"Place" actually refers to three different Places:
- Where you produce your Product - If your Product is a blog, what hosting service will you use (e.g., Blogger, Wordpress, your own site, etc.)? If your Product is a book and you're self-publishing, where will your book be printed? On demand? By which service? There are many possibilities to choose from. If you're not self-publishing, your publisher already has this Place. When your Product is yourself, where are you available? Physical location? Virtual?

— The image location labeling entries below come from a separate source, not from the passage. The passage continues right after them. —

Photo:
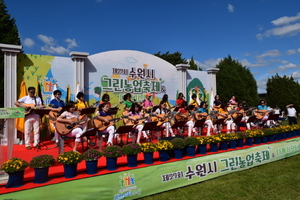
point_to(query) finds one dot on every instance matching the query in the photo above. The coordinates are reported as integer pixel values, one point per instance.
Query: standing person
(147, 103)
(66, 118)
(180, 100)
(161, 113)
(292, 114)
(102, 116)
(32, 120)
(134, 115)
(56, 106)
(203, 113)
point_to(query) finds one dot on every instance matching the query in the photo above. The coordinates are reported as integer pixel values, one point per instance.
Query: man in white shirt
(292, 114)
(32, 120)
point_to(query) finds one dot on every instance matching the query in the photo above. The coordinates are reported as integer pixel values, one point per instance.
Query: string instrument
(65, 128)
(31, 107)
(102, 125)
(261, 113)
(137, 120)
(53, 115)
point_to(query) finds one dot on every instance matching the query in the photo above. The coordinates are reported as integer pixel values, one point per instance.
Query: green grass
(277, 180)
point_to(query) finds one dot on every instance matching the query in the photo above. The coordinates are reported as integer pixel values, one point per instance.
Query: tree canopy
(8, 35)
(235, 79)
(282, 91)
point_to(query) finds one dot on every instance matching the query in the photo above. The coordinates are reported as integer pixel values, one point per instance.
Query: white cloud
(28, 42)
(47, 40)
(285, 20)
(57, 50)
(71, 43)
(230, 8)
(291, 52)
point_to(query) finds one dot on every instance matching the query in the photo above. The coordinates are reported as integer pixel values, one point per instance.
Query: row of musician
(68, 119)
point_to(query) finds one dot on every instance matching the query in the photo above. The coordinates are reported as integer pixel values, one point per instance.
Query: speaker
(170, 138)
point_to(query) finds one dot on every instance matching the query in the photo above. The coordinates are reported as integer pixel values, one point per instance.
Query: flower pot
(132, 160)
(249, 141)
(15, 179)
(190, 150)
(213, 147)
(232, 144)
(91, 166)
(264, 139)
(70, 170)
(201, 149)
(111, 163)
(148, 158)
(278, 136)
(178, 153)
(223, 145)
(240, 142)
(256, 140)
(164, 156)
(41, 175)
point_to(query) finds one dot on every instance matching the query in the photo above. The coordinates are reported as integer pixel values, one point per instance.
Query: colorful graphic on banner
(149, 180)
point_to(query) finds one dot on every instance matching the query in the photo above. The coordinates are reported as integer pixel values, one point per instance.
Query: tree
(234, 79)
(193, 65)
(174, 58)
(282, 91)
(8, 35)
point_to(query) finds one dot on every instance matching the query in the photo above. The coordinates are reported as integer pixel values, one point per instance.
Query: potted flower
(15, 168)
(70, 161)
(132, 150)
(148, 149)
(178, 146)
(203, 141)
(41, 166)
(112, 153)
(191, 143)
(163, 147)
(91, 157)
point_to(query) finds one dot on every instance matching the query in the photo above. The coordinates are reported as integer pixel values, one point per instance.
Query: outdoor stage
(145, 179)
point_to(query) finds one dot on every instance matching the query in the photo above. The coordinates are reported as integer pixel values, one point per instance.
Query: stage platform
(146, 179)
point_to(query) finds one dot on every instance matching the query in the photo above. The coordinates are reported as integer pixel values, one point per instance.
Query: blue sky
(264, 35)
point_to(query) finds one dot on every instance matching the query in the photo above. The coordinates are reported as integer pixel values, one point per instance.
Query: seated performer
(135, 115)
(31, 119)
(70, 116)
(203, 112)
(56, 106)
(161, 113)
(147, 103)
(102, 116)
(223, 114)
(184, 115)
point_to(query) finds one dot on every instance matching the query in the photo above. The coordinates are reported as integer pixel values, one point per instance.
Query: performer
(31, 119)
(66, 117)
(217, 103)
(56, 106)
(185, 114)
(101, 115)
(134, 115)
(127, 102)
(292, 114)
(105, 99)
(203, 112)
(161, 113)
(179, 100)
(147, 103)
(223, 113)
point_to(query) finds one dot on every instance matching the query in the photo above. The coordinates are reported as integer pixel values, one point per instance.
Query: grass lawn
(277, 180)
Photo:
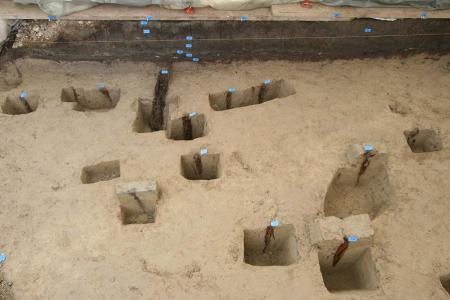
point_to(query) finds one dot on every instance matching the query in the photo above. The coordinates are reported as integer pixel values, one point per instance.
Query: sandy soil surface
(64, 239)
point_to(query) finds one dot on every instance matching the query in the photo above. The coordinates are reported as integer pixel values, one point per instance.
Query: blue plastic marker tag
(368, 148)
(352, 238)
(203, 151)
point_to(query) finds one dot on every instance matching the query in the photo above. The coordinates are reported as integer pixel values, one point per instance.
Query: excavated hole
(131, 217)
(137, 211)
(282, 251)
(206, 168)
(101, 172)
(445, 281)
(355, 271)
(187, 128)
(370, 196)
(91, 99)
(15, 106)
(254, 95)
(423, 140)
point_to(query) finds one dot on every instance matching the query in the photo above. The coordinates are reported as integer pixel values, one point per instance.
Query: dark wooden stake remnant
(159, 102)
(228, 99)
(364, 164)
(198, 163)
(27, 105)
(262, 93)
(139, 201)
(75, 95)
(270, 233)
(187, 127)
(340, 251)
(412, 137)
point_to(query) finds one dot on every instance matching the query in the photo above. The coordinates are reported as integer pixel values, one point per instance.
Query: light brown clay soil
(64, 239)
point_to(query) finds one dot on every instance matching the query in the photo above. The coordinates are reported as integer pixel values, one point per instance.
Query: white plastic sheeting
(65, 7)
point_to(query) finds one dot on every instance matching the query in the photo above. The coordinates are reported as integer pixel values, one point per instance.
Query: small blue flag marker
(352, 239)
(368, 148)
(203, 151)
(274, 223)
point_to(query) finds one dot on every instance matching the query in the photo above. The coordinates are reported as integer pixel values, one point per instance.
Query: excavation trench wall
(235, 40)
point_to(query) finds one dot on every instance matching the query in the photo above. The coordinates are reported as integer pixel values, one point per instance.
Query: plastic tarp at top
(65, 7)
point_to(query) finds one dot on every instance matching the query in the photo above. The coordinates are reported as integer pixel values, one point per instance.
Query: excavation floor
(64, 239)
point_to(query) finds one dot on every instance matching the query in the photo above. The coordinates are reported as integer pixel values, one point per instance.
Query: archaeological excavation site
(215, 149)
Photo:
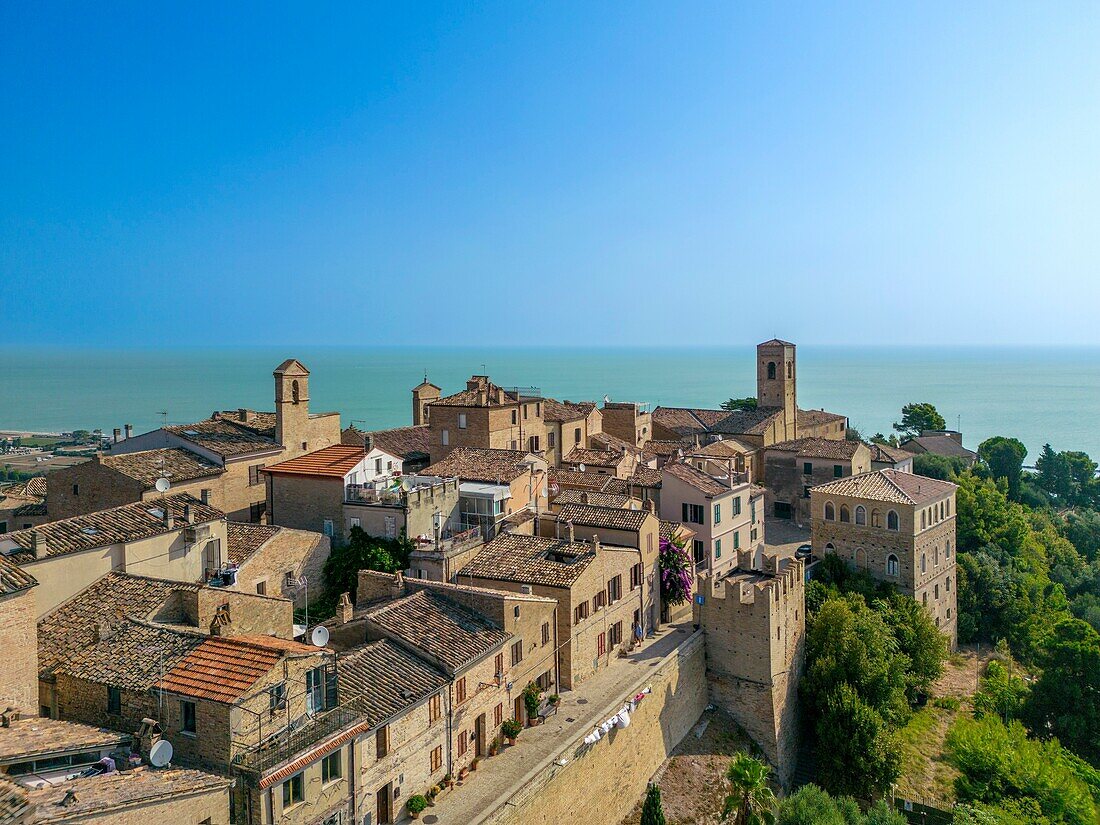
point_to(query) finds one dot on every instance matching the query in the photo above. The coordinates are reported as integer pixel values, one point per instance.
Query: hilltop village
(535, 660)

- Where you sell your Product - Where do customers find your Product? Customers equate "Place" as "Convenience" (or lack thereof). You want your Product to be convenient to find and buy, so you must identify all the Places your customers should be able to find it. Where do they buy similar and complementary Products? Where do they expect to find your Product? For self-publishers, this is one of the hardest challenges to overcome - getting your book in as many sales channels as possible. It usually means taking a much lower royalty per book, but Convenience for your customers is important. After all, if they can't buy your book where they want to, they probably won't buy it at all. A lower royalty is better than none.
- Where you reach your customers to promote your Product - Where will customers find out about your Product? Where will you advertise? Where do they "hang out"? Do they read magazines? Blogs? Hang out on Facebook and other social media sites? Do they tweet? Or are they more traditional, visiting brick-and-mortar establishments? Do they support their local mom-and-pops? Or do they like modern, big-box stores? Where can you find them to reach them with your ads and promotions? If you have a blog, where do you find followers? On other blogs? Which ones? If it's a book review blog, think about where readers hang out. Posting your reviews on Amazon, B&N.com, Goodreads, etc., will reach your target audience and draw them to your blog.
Deciding on "Place" for your Product requires that you know as much as possible about your Target Customer. You must know where they are, where you can reach them, in order to provide Convenience for them. You must know what kinds of publications they read and if they read mostly online or offline. You must know where they're physically located and be convenient for their locale. For example, if you're looking for a job in Seattle - your Target Customer is a business located in Seattle - then you are not very convenient if you live in Atlanta. Unless they're pursuing you, don't expect them to relocate you. You must be convenient for them (i.e., make the move yourself).
Poor decisions and execution of Place can make a huge difference in sales. So know your market, research your options and make these decisions carefully. If your Places don't seem to be working for you, don't be afraid to make adjustments. After all, customers must know where to find you and your product to be able to use or buy it.